Simon: Some of these shots were used for an article in [the British edition of] Rolling Stone [written, coincidentally, by one Rick Sanders]. Eric Hayes came down to Farley Chamberlayne and took them just after Armstrong landed on the moon. There was a real feel of times-a-changing.

Ashley: We rented this big old Queen Anne house near Winchester and began work on Liege and Lief. Being in that house certainly helped form the music. We didn't dwell on the crash. There was a sense of adventure. It was uplifting.

Dave: It was incredibly creative. Everybody was focused and felt they were riding on the crest of something new, that this would break new ground. And people would come to visit us - Trevor Lucas, Joe Boyd, and my friends from the folk scene - all helped instill that feeling in us.

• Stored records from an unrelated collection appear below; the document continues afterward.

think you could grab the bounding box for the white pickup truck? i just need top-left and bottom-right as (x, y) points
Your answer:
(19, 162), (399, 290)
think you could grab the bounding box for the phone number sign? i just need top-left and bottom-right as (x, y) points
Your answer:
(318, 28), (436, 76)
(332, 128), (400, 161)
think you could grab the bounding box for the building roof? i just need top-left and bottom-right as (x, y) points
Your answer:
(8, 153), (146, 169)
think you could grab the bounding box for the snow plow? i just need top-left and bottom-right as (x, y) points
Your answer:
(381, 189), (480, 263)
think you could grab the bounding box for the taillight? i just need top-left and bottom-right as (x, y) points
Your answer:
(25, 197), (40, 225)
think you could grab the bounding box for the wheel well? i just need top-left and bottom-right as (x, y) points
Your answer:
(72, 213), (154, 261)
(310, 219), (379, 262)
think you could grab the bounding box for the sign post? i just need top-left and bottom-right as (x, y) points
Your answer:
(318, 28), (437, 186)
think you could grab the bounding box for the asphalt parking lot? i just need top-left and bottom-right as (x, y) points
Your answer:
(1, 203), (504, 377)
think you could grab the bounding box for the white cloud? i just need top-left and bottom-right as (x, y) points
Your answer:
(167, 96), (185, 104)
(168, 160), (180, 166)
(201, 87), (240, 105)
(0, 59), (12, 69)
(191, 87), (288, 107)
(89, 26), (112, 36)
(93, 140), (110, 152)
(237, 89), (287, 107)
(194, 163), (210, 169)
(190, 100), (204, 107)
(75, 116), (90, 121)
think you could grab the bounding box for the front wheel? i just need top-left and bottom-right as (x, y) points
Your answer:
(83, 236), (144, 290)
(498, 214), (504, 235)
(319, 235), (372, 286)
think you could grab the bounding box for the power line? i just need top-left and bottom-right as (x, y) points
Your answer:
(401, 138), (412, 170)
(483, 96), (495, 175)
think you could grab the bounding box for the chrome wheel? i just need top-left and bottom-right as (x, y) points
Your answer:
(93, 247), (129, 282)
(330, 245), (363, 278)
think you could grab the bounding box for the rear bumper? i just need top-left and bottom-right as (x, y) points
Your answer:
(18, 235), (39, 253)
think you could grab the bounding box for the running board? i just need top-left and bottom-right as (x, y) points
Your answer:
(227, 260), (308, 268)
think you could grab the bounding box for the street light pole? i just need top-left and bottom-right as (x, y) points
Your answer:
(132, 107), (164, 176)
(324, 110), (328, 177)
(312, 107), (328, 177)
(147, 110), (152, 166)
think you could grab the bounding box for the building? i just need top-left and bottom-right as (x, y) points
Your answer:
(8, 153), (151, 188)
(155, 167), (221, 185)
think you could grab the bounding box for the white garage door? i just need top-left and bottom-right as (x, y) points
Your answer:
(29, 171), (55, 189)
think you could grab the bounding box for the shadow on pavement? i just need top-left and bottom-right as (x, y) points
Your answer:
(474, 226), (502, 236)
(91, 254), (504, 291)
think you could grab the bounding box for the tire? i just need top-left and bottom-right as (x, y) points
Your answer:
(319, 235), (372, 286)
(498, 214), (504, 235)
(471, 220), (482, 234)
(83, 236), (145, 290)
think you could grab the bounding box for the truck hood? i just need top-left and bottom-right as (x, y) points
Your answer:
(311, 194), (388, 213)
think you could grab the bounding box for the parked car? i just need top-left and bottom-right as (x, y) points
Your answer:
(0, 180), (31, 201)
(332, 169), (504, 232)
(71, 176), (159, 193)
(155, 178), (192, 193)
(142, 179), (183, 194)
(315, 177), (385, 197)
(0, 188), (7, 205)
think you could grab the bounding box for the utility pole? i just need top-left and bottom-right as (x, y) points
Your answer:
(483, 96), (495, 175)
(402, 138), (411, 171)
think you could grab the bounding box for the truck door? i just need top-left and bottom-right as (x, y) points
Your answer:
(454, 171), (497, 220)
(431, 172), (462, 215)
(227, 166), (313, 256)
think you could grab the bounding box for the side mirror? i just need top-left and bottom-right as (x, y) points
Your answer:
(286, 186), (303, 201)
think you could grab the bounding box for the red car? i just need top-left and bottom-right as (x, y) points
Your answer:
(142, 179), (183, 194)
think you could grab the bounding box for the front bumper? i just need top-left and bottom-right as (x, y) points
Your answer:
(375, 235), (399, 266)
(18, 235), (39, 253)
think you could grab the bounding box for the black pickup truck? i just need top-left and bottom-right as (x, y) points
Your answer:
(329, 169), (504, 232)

Ashley: We were there for about 8 weeks. It was a very remarkable group. I'd say it's maturity was unmatched. Because we lived in that house all kinds of combinations were possible. And I wouldn't separate Sandy and Richard, everyone contributed to Liege and Lief sounding the way it did, Swarb, Mattacks...and Simon was such an important steadying influence. I remember it being a great shock to people when we appeared for that classic Royal Festival Hall concert where Nick Drake supported us and Dave played a solid electric fiddle for the first time and it blew people apart.